Отец по своему обыкновению жевал кончик уса:
– Вот только… Я никак не пойму, что ты хочешь, чтобы я ответил…
– Насчет чего? – Скинув с ног ботики, я поставила их рядом со стулом.
– Насчет предложений.
– Каких еще предложений?
– О замужестве.
– Чьем?
– Твоем.
– Моем! – Моем? – Вот это удар! И кто же предложил взять меня замуж?
– Как кто? Пастор и мистер Стенсбери.
– В таком случае, ты должен отказать им обоим.
– Но ведь ты уже дала согласие.
– Я? – Когда это я успела? – Кому?
– Обоим.
– Обоим? С какой стати я буду принимать предложения обоих, когда ни один из них меня даже не интересует? Как бы там ни было, мне трудно поверить в то, что я дала согласие выйти замуж, учитывая, что я только что виделась с ними обоими и ни один из них даже не заикнулся ни о чем подобном.
Мистер Тримбл работал за своим столом в малой гостиной, но теперь оставил свои труды и встал рядом с отцом:
– Значит, вы действительно разговаривали с ними…
– Разумеется, разговаривала. Я разговаривала с ними обоими, причем именно так, как вы меня учили.
– И о чем же вы говорили?
– Мистер Стенсбери завел речь о своих растениях и своем дурацком коряжнике, а потом заявил, что, по его мнению, я проделала прекрасную работу, спросил, счастлива ли я, и добавил, что почел бы за честь продолжить начатое вместе.
– Вот оно.
– Что оно?
– То самое. Вы должны научиться слышать то, о чем люди не говорят открыто, мисс Уитерсби!
– И как прикажете делать это, если они не говорят об этом вслух? Право слово, мистер Тримбл, как можно обвинять меня в том, что я чего-то не понимаю, если люди не берутся облечь свои мысли в слова?
– А о чем вы говорили с мистером Хопкинсом-Уайтом?
Мой отец поднял палец:
– Я… собственно… Где вы увидели во всем этом предложение руки и сердца, молодой человек?
– Он явно сделал его, когда упомянул, что мисс Уитерсби счастлива у него и что он почтет за честь продолжить то, что они начали, вместе. – Мистер Тримбл повернулся ко мне. – Он ведь потребовал у вас ответа, не так ли?
В самом деле?
– Вы ответили?
– Да, но…
– Утвердительно?
– Я сказала, что буду счастлива продолжить…
– И когда она согласилась, то дала понять, что принимает его предложение.
– Но я не соглашалась на что-либо подобное! Как я могла, если поняла его так, что он имел в виду лишь то, о чем говорил?
Мистер Тримбл испустил утомленный, страдальческий вздох, которому я очень хотела научиться сама.
– А что вы сказали пастору?
– Очевидно, дело не в том, что сказала я, поскольку выражалась совершенно недвусмысленно. Насколько я теперь понимаю, дело в том, что сказал он.

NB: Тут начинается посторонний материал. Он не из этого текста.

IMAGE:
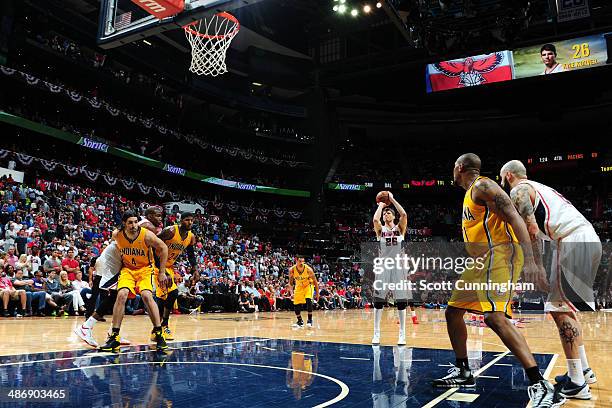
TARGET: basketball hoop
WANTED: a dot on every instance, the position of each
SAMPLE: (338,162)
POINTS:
(210,38)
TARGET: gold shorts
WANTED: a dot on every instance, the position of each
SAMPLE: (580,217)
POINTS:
(163,293)
(133,278)
(502,265)
(301,294)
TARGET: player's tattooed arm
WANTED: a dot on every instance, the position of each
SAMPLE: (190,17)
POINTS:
(166,234)
(521,197)
(568,333)
(489,193)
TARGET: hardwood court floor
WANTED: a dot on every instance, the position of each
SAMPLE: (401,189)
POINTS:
(36,335)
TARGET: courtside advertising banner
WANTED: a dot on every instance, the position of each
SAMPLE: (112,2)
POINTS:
(470,71)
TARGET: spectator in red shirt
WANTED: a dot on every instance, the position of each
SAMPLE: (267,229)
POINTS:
(11,258)
(8,292)
(70,265)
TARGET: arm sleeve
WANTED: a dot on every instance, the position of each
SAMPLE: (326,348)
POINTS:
(191,256)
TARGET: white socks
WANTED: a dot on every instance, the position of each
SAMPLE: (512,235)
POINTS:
(376,374)
(377,318)
(583,358)
(574,371)
(402,314)
(90,323)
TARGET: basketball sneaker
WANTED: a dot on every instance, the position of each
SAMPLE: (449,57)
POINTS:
(167,333)
(112,344)
(401,341)
(570,389)
(159,339)
(457,377)
(543,395)
(86,334)
(589,376)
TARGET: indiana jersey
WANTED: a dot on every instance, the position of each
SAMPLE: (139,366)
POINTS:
(176,245)
(555,215)
(135,254)
(390,242)
(302,279)
(481,225)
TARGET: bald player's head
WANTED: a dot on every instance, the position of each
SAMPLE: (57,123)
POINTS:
(154,214)
(512,173)
(466,165)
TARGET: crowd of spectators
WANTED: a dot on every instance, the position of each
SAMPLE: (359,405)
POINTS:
(51,237)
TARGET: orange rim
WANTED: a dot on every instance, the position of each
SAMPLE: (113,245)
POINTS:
(224,14)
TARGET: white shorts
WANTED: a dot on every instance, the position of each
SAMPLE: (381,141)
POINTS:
(383,284)
(108,264)
(574,265)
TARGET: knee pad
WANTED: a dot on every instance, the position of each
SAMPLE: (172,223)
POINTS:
(172,296)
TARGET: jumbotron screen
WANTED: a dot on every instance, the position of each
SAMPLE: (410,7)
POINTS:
(541,59)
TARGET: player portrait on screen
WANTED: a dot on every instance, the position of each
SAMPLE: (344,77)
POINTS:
(548,53)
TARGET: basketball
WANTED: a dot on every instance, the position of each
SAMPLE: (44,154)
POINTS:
(186,213)
(383,197)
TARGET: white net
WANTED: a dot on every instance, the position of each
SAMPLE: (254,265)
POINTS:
(210,38)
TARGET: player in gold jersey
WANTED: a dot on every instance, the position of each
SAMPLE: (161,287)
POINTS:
(178,238)
(492,230)
(134,244)
(306,285)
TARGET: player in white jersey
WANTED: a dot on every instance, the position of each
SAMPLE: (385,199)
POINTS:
(390,238)
(550,216)
(108,265)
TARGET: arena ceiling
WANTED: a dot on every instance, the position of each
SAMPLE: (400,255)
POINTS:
(291,45)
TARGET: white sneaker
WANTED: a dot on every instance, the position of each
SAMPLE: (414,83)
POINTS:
(86,335)
(401,341)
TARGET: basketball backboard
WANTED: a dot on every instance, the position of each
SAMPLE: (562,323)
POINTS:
(122,21)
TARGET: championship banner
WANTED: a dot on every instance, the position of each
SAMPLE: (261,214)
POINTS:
(568,10)
(560,56)
(470,71)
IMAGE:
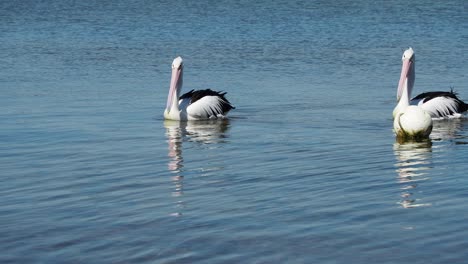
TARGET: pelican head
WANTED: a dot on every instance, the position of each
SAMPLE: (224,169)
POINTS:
(407,76)
(175,86)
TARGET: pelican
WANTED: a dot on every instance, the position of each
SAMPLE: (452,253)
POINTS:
(193,105)
(411,121)
(438,104)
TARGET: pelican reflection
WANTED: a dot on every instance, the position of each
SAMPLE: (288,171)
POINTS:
(414,161)
(447,129)
(201,133)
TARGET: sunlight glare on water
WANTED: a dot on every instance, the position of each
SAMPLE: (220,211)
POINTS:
(306,169)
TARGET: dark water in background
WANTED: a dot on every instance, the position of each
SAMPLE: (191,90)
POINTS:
(306,170)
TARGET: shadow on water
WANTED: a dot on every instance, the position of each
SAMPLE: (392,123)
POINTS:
(413,162)
(414,159)
(200,133)
(449,129)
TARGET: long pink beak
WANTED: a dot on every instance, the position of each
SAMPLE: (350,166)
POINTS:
(175,84)
(403,78)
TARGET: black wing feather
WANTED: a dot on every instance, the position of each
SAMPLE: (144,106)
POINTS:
(194,96)
(427,96)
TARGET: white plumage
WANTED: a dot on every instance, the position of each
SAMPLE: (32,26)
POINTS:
(193,105)
(411,122)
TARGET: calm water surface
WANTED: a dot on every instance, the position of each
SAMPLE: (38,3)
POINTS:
(306,170)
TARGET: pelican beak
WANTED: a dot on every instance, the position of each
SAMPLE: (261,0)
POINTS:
(403,77)
(176,83)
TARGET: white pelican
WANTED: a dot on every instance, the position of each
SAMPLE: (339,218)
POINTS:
(411,121)
(194,105)
(438,104)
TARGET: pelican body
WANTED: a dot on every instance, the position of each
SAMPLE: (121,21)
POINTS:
(193,105)
(410,121)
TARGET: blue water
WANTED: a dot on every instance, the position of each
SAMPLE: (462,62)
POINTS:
(306,170)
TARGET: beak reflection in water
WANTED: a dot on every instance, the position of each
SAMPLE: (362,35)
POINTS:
(414,161)
(199,134)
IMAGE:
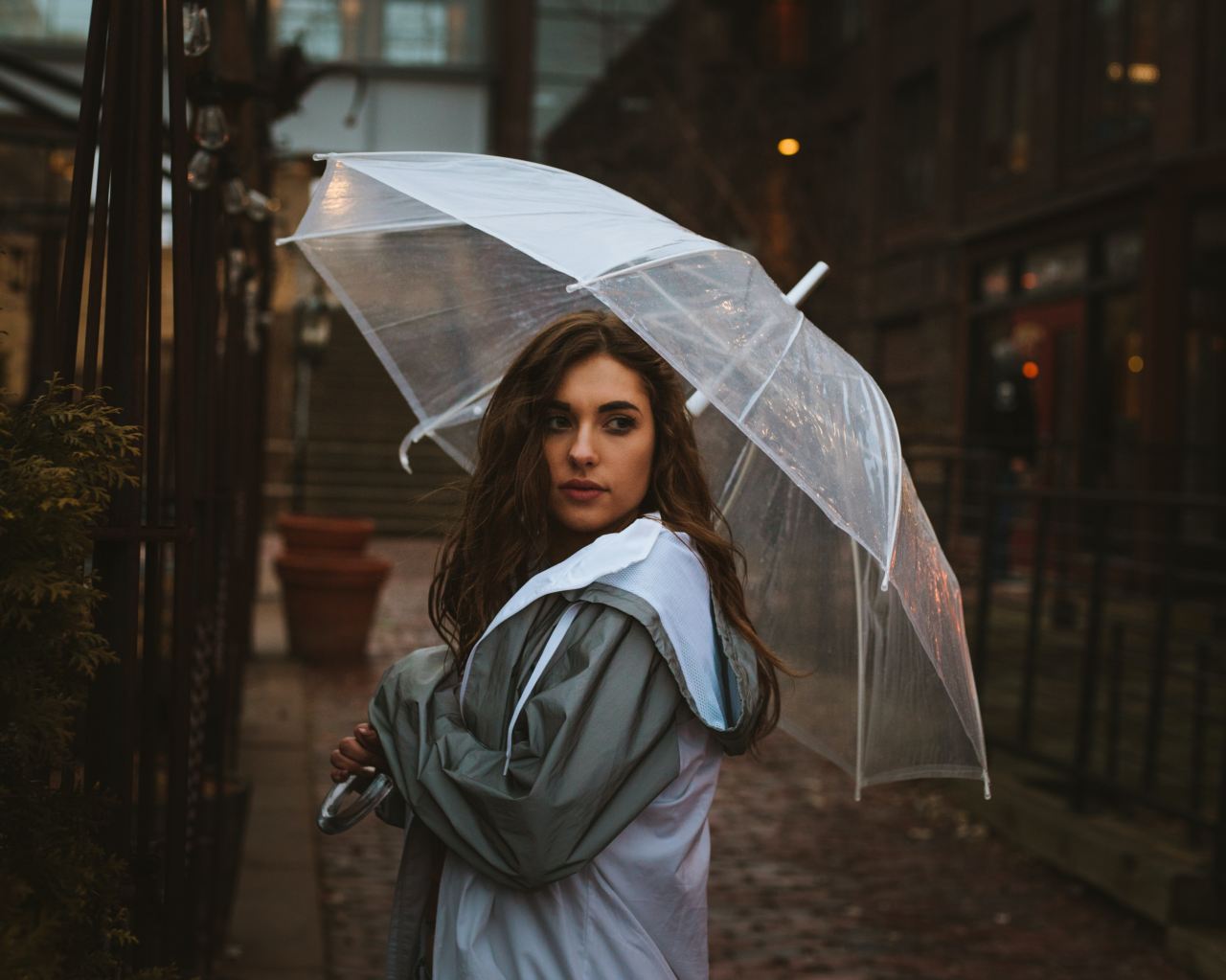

– Ну, так что сказал он? – Мистер Тримбл демонстрировал бесконечное долготерпение, словно обращался к одному из детей приходского священника.
– Я… словом… Я работала над коллекцией пастора, помогая ему восполнить пробелы.
– Это замечательно, но все-таки, что он сказал?
Что же он сказал?
– В общем… он некоторое время рассуждал о детях, а потом поинтересовался, люблю ли я их и что думаю о его детях в частности, а потом добавил, что нам хорошо работается вместе, и что… – Как же он выразился? – И что он надеется, что мы и дальше будем работать вместе на протяжении многих лет.
– А вы ответили…
– А я ответила именно то, чего вовсе не имела в виду, сказав, что буду просто счастлива.
– То есть, вы ответили согласием.
– Согласием на что? Он даже не спросил меня ни о чем. Он сделал заявление. И выразил надежду, а не сделал предложение руки и сердца.
– Да! Он выразил надежду на союз.
– Союз? Это была надежда на то, что я разберусь с беспорядком, в котором пребывает его коллекция, и восполню в ней пробелы.
– Он предложил вам выйти за него замуж, и вы согласились.
– Знаете что, я протестую. Как я могу нести ответственность за ответ, если он даже ни о чем меня не спросил?
– Вы должны всегда с осторожностью относиться к тому, что говорите в моменты откровенности, мисс Уитерсби. Из собственного горького опыта мне известно, как можно неправильно истолковать даже самую обычную фразу.
– Не понимаю, как люди вообще осмеливаются открывать рот, если они не могут сказать то, что думают, а действительно иметь в виду то, что они говорят, им не дозволяется. Высший свет, оказывается, безжалостно груб!